A quelques années de cette persécution, on vit briller l'école scientifique du christianisme personnifiée dans saint Irénée qui appartenait par son origine à la philosophie orientale ; la renommée de l'académie de Lyon l'avait attiré, car les jeux littéraires de la cité en faisaient la rivale d'Alexandrie[24]. Saint Irénée eut la dignité d'évêque : ses écrits en résumant la philosophie chrétienne des premiers siècles sont particulièrement destinés à combattre les doctrines transcendantes des gnostiques. Gomme les gnostiques se donnaient une perfection particulière et une science d'illumination, ils auraient pu corrompre l'enseignement sérieux et pratique du christianisme[25]. Après saint Irénée commence la mission épiscopale de sept diacres dont les noms sont restés comme une tradition nationale : Denis, Catien, Trophime, Sergius-Paulin, Saturnin, Austremoine et Martial ; tous très-avancés dans les sciences et dans les études des écoles d'Asie, ils se chargèrent d'éclairer l'Occident. Le diacre Denis vint à Lutèce, groupe de maisons en pierre et en bois ; ses habitants adoraient la déesse Isis avec ferveur. Denis prêcha deux années : il établit des évêques, ses disciples depuis la Seine jusqu'à la Belgique ; il fut martyrisé[26].

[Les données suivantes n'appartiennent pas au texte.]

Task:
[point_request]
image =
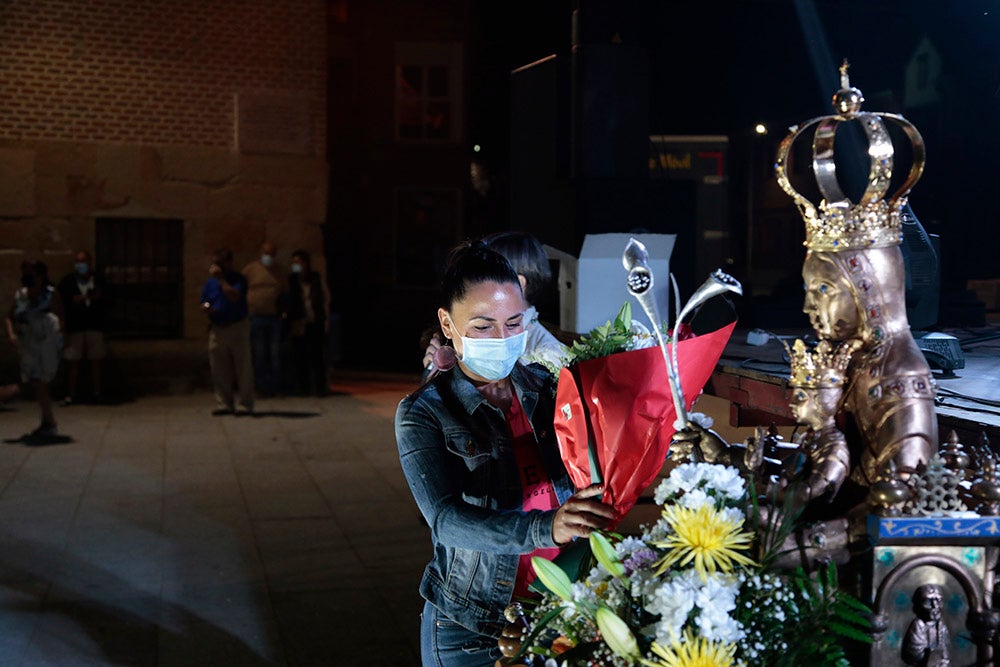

Au midi Sergius-Paulin, le fondateur des églises de Nîmes, de Béziers, d'Avignon se consacra surtout à Narbonne, la colonie romaine déjà distinguée entre les municipes. Austremoine porta sa prédication parmi les villes d'Auvergne, population si profondément empreinte du sang romain[27]. Martial choisit Limoges pour entreprendre une lutte contre les idoles et les temples : Gatien vint à Tours, lieu de délices, de pompes et de fêtes ; la beauté du climat avait favorisé tous les sensualismes. Saturnin habita Toulouse sous le consulat de Dèce. La cité avait ses temples vénérés par la multitude et le plus brillant de tous, le Capitole : Jupiter y rendait des oracles. Ce fut contre son image que l'apôtre s'éleva avec une ferveur téméraire. Tandis que la multitude courait au pied de l'autel pour sacrifier un taureau à Jupiter, Saturnin apostropha le sacrificateur. Alors la multitude soulevée le signala comme l'ennemi des Dieux, en s'écriant : Saturnin aux bêtes. Par l'ordre du préteur, l'évêque fut attaché à la queue d'un taureau furieux qui s'élança dans l'arène, bientôt ensanglantée de ses chairs en lambeaux. Saturnin expira au pied du Capitole[28]. Le dernier de ces missionnaires, Trophime, se réserva l'impériale cité d'Arles[29] : il prêcha au milieu des temples consacrés à Vénus dont les statues admirables ornaient les places publiques, les arènes et les temples.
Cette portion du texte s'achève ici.